Из дальней дали, из дворцовых интерьеров
Они с улыбкой смотрят на меня.
С насмешкою. На что я трачу силы,
На что потратила – ума не приложу.
С высот седых смотрю на сюр постылый —
На прошлое. И им не дорожу.
Но каждый миг сегодняшнего дня
По капле драгоценной измеряю,
И долго ли продлится он, не знаю.
И знать не надо – лишняя возня.
Но отчего прозрачной тон воды
Напоминает лестничные марши
В перилах оникса дворцовой старины, —
И глубже… дальше… дальше… дальше… дальше…
В том детстве… недоверчивом, пустом…
Альбом ушедшей бабушки старинный,
Покрытый ониксом, как во дворце перила,
И узнаванье глаз ундины – волн…
(25.05.06)
Кадр уходит
Еще в глазах зеленый взлет волны,
Еще в ушах волшебный глас ундины,
И очи оникса глядят из глубины,
Безмолвной жаждой жадною палимы.
Еще гремит, грохочет перекат —
Стоячих волн безумствующих стая
Толпится в русле.
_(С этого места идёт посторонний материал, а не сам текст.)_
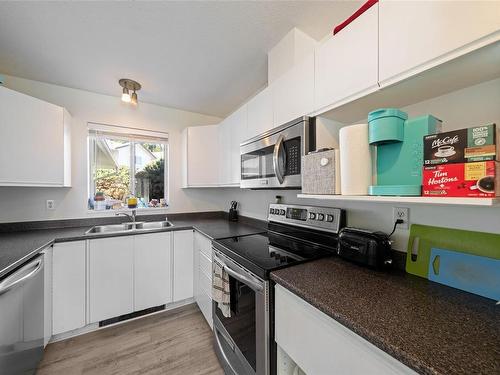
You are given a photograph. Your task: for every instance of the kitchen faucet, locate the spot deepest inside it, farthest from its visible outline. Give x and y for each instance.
(131, 217)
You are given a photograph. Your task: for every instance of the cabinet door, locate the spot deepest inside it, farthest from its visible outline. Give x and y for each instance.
(293, 92)
(183, 264)
(200, 156)
(347, 63)
(260, 113)
(68, 286)
(32, 153)
(417, 35)
(111, 277)
(224, 152)
(238, 130)
(152, 270)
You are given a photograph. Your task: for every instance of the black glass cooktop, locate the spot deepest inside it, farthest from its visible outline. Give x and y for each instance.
(260, 254)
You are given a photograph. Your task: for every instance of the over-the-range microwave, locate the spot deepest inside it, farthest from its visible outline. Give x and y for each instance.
(273, 159)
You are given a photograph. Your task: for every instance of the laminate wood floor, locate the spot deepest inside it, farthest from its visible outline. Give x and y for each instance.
(175, 342)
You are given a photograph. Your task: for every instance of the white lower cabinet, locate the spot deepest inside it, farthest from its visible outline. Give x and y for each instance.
(319, 344)
(47, 295)
(111, 277)
(68, 286)
(152, 270)
(183, 264)
(203, 275)
(104, 278)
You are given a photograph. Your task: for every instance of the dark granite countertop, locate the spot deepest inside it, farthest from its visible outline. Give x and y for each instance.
(430, 327)
(16, 247)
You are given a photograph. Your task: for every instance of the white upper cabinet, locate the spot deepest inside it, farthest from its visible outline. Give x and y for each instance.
(260, 113)
(224, 152)
(293, 92)
(200, 156)
(152, 270)
(232, 131)
(36, 147)
(347, 63)
(417, 35)
(238, 130)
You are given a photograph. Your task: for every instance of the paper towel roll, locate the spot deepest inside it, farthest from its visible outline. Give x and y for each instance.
(355, 160)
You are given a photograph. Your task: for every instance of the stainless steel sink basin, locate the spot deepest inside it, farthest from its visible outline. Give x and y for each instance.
(129, 227)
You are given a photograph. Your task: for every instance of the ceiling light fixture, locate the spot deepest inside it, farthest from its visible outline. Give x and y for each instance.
(129, 85)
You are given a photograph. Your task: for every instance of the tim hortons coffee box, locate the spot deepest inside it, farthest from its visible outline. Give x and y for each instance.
(480, 143)
(480, 179)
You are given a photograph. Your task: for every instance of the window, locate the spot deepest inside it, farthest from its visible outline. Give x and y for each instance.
(126, 162)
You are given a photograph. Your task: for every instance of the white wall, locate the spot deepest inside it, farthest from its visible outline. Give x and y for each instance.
(28, 203)
(472, 106)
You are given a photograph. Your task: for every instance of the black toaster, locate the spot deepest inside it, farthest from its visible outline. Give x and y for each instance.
(369, 248)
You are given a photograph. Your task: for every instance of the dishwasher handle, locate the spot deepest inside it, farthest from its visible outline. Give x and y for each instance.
(20, 276)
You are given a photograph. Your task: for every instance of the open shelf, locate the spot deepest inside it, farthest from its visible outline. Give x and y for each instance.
(467, 70)
(489, 202)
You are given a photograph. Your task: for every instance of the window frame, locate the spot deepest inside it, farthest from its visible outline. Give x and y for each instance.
(134, 136)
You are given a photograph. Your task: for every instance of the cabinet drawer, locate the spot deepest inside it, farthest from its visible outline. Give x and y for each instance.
(205, 265)
(205, 305)
(326, 346)
(205, 285)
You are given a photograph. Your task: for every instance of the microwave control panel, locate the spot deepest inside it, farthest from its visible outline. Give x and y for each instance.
(292, 149)
(320, 218)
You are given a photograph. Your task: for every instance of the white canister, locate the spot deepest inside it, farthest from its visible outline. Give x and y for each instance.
(355, 160)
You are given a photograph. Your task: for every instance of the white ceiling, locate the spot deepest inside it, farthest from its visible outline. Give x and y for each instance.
(201, 56)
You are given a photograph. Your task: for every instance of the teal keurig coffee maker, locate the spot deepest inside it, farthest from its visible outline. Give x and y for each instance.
(399, 144)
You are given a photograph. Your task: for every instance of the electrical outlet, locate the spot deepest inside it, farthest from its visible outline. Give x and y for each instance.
(51, 204)
(401, 213)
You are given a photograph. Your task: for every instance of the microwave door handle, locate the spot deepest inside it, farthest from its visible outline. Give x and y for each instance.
(277, 170)
(252, 284)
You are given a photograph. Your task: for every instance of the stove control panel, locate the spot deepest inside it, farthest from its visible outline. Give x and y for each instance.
(320, 218)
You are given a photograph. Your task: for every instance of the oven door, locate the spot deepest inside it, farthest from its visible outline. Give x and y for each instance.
(242, 340)
(273, 160)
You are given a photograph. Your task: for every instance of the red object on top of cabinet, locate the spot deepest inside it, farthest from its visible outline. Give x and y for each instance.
(355, 15)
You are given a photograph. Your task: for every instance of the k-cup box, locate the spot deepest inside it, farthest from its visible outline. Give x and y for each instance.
(461, 146)
(480, 179)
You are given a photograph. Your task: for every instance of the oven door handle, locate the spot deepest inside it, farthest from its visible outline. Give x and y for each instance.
(280, 174)
(244, 279)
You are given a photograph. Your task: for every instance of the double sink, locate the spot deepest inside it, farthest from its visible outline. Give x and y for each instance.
(139, 226)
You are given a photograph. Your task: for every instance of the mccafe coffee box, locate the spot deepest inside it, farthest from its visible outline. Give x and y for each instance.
(480, 143)
(480, 179)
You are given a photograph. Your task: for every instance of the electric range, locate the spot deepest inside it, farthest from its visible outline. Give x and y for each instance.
(296, 234)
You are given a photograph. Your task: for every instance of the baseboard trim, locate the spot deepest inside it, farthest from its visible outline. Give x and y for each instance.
(95, 326)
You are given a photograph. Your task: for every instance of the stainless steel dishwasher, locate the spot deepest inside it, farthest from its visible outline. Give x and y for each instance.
(22, 318)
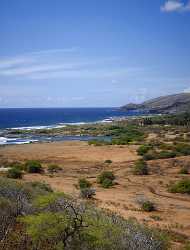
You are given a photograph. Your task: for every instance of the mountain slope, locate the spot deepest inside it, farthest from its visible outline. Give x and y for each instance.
(164, 104)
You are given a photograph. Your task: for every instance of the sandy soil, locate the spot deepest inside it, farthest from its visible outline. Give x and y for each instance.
(78, 159)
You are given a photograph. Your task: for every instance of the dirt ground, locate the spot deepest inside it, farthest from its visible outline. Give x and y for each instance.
(78, 159)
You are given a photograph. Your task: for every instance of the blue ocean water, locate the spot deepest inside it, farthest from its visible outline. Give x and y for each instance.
(35, 117)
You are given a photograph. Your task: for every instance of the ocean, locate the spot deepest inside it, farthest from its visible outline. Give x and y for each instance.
(41, 118)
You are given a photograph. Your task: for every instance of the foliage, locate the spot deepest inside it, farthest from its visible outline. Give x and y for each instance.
(87, 193)
(55, 221)
(182, 186)
(165, 154)
(182, 148)
(98, 142)
(143, 149)
(108, 161)
(33, 166)
(84, 183)
(148, 206)
(53, 168)
(140, 168)
(14, 173)
(184, 170)
(106, 179)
Водопадов ряд
Приподнялся, добычу поджидая.
Еще цветы не расцветали те,
Что принесут в неведомое место,
А кадр уходит дальше в темноте
Туда, где никогда не будет тесно.
(26.05.06)
Мега-разрешенье
То холод, то жара. И мураши по телу.
Гусиной кожи плащ сменяет нежный шелк.
Холодный ветер норд из ледяной капеллы
Дыряв. И сквозь него термальный льет поток.
То холод, то жара. Какое наслажденье!
Ультрафьолет летит, взорвав частотный строй.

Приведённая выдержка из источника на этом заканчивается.